Craig turns to his dad and sits up. ‘I’ve just been a bit short recently. I just needed some money to get me through until the end of the month.’

‘Why didn’t you come to me?’

‘I don’t want to keep borrowing money off you, Dad.’

‘Craig, it’s better you borrow from me than borrow from the bank. How much is your overdraft at the moment?’

He looks out into the garden. ‘Six thousand,’ he mumbles.


What?
And you’re up to the limit?’

‘Yes, just about.’

‘How much interest are you paying a month?’

‘About eighty pounds.’

‘Bloody hell, Craig! That’s just throwing money down the drain. What are you spending the money on?’

‘Rent and bills… and petrol.’

‘How much is the rent on the new place?’

‘It’s working out at over a thousand a month.’

‘Craig, that’s an obscene amount for someone on your salary.’

‘I know, I know, but when we moved in I’d had a few good months and it seemed affordable. But since then the market’s slowed I’ve not made the commission.’

‘But you’ve still got your basic salary though.’

‘That doesn’t go anywhere.’

‘Is it still seventeen thousand?’

‘No. They’ve changed the pay structure to put more emphasis on sales. It seemed good at the time. I was taking home a lot more, for a while.’

‘What is your basic then?’

Craig sighs. ‘Four thousand five hundred.’
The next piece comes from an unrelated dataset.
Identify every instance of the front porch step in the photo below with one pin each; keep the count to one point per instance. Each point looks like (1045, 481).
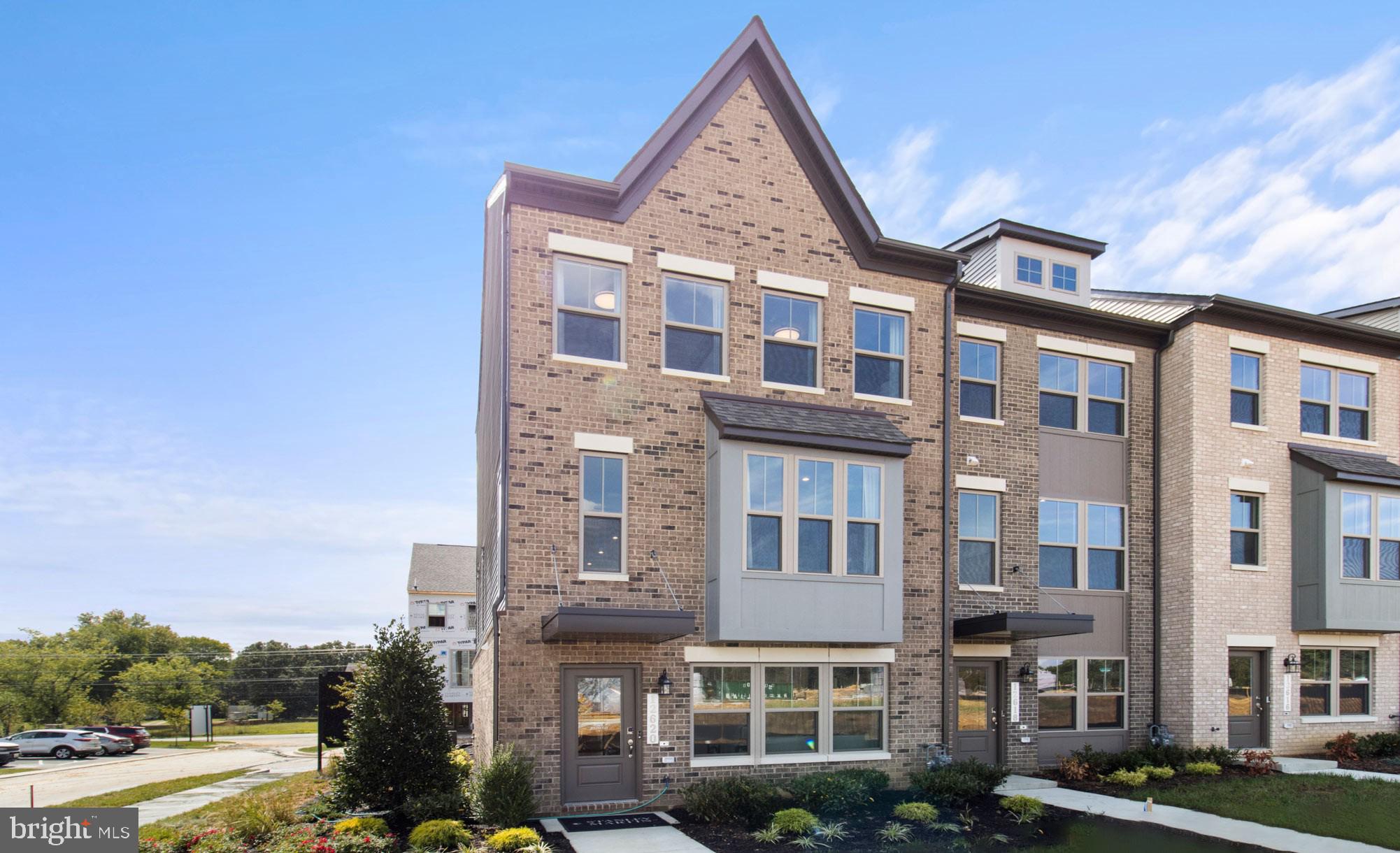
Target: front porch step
(1015, 783)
Peter shuffles forward in his chair, his brow furrowed. ‘You’re
working
for a basic of four thousand pounds a year? Craig, what were you thinking? The boy who comes in at the weekend to help clean the lorries gets more than that!’

Janet enters the living room carrying a pot of tea. ‘What’s wrong?’

‘Do you know how much work are paying him?’ Peter says. ‘Four thousand a year! It’s bloody slave labour.’

Janet puts the tray down. ‘Now, don’t get angry,’ she says, seemingly not taking in what he was saying.

‘Did you choose to go on this commission structure or did they make you?’

‘I chose. It seemed like the best thing to do.’

Peter shakes his head. ‘And no doubt they encouraged you?’

‘Yes.’

‘Craig, why didn’t you talk to me you daft sod?’

‘Peter, don’t talk to him like that.’

‘It’s obvious why they did it. They can get away with paying you nothing whilst you work all hours because you’re desperate for the money because the market’s slumping.’

‘It’s meant to pick up soon.’

‘How long will that take? Months? Years? All the while you’re
racking
up thousands of pounds of debt.’

‘It’s not like that.’

‘Well what is it like? How much money have you got on credit cards?’

‘A fair bit.’

‘How much? Exactly. And tell me the truth.’

Craig glances up at his mum who is standing beside him and then looks across to his dad. ‘About ten thousand,’ he murmurs, ‘over four cards. I’m sorry. And I borrowed two thousand from Atlantic Finance.’ He coughs and bites on his thumb.

‘Jesus Christ, Craig!’ Peter shouts.

‘Oh, love.’ Janet sits next to her son and put her arm around him. Craig leans forward, his head dangling towards the floor.

‘It’s hardly the time for sympathy, Janet.’

‘Why didn’t you tell us?’ she asks.

‘Sorry. I’m sorry.’

‘I was always against you moving to London and you know that,’ she says.

‘Janet, please, that’s not the issue here,’ Peter says.

‘If he was still here with us, he wouldn’t be in this mess.’

‘Janet, he’s twenty-five. You can’t keep him locked up. The problem is the bloody job and the rent. How many credit cards did you say you had?’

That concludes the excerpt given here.